I just found a similar question. However, the sample space of $X$ and $Y$ here is $S^n$, which is exponentially large, making the bound in that post not applicable to this question. Besides, here we have $\mathcal{D}$ and $\mathcal{D}'$ being product distributions, which could probably make things easier.
Thank you.
Best Answer
I have something that may or may not be useful...
Diaconis notes an interpretation of variation distance of Paul Switzer. Consider $\mu$, $\nu\in M_p(S)$. Given a single observation of $S$, sampled from $\mu$ or $\nu$ with probability $1/2$, guess whether the observation, $o$, was sampled from $\mu$ or $\nu$. The classical strategy presented here gives the probability of being correct as $1/2(1+\|\mu-\nu\|)$:
To see this is true, let $\{\mu>\nu\}$ be the set $\{t\in S:\mu(t)>\nu(t)\}$. Suppose $o$ is sampled from $\mu$. Then the strategy is correct if $o\in\{\mu=\nu\}$ or $o\in\{\mu>\nu\}$: $$\mathbb{P}[\text{guessing correctly}\,|\,\mu]=\mathbb{P}[o\in\{\mu=\nu\}\,|\,\mu]+\mathbb{P}[o\in\{\mu>\nu\}\,|\,\mu]$$ with a similar expression for $\mathbb{P}[\text{guessing correctly}\,|\,\nu]$.

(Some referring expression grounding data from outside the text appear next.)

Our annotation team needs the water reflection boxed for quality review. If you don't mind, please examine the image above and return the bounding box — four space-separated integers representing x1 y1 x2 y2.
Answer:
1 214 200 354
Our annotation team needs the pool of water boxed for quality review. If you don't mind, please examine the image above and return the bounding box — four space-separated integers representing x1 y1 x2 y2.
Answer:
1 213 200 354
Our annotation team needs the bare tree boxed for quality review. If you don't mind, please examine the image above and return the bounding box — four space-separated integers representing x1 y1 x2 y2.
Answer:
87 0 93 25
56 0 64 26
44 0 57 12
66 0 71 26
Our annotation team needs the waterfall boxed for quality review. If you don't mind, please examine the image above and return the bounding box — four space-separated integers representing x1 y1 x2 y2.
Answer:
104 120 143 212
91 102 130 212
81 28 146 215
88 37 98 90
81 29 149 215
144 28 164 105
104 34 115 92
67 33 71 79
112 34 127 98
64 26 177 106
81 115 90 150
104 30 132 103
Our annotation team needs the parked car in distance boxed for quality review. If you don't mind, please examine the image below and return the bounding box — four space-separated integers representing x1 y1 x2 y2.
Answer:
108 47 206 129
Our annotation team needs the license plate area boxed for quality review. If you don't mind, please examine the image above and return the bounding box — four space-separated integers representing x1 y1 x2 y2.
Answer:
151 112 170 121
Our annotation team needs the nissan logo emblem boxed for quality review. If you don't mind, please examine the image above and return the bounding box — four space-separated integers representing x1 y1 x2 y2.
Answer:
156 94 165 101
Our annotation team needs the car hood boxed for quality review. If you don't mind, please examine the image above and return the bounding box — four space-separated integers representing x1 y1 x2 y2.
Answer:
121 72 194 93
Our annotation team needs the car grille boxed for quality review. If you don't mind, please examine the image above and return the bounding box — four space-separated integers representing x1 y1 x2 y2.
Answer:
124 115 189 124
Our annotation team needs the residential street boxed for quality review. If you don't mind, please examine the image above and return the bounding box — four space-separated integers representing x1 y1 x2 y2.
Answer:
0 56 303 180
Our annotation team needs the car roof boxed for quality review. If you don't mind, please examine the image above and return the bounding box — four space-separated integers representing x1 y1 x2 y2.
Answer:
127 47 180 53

Note that $\mathbb{P}[o\in\{\mu=\nu\}]=\mu(\{\mu=\nu\})=\nu(\{\mu=\nu\})$ and also $\mathbb{P}[o\in\{\mu>\nu\}\,|\,\mu]=\mu(\{\mu>\nu\})$ (and similar for $o\in\{\mu<\nu\}$). Thus \begin{align*} \mathbb{P}[\text{guessing correctly}] &=\frac12\mathbb{P}[\text{guessing correctly}\,|\,\mu]+\frac12\mathbb{P}[\text{guessing correctly}\,|\,\nu] \\&=\frac12\left(\nu(\{\mu=\nu\})+\mu(\{\mu>\nu\})\right)+\frac12\left(\nu(\{\mu<\nu\})\right) \end{align*} It is easily shown that $$\|\mu-\nu\|=\mu\left(\{\mu>\nu\}\right)-\nu\left(\{\mu>\nu\}\right).$$ Hence $$ \mathbb{P}[\text{guessing correctly}]=\frac12\left(\underbrace{\nu(\{\mu=\nu\})+\nu(\{\mu>\nu\})+\nu(\{\mu<\nu\})}_{=1}+\|\mu-\nu\|)\right).$$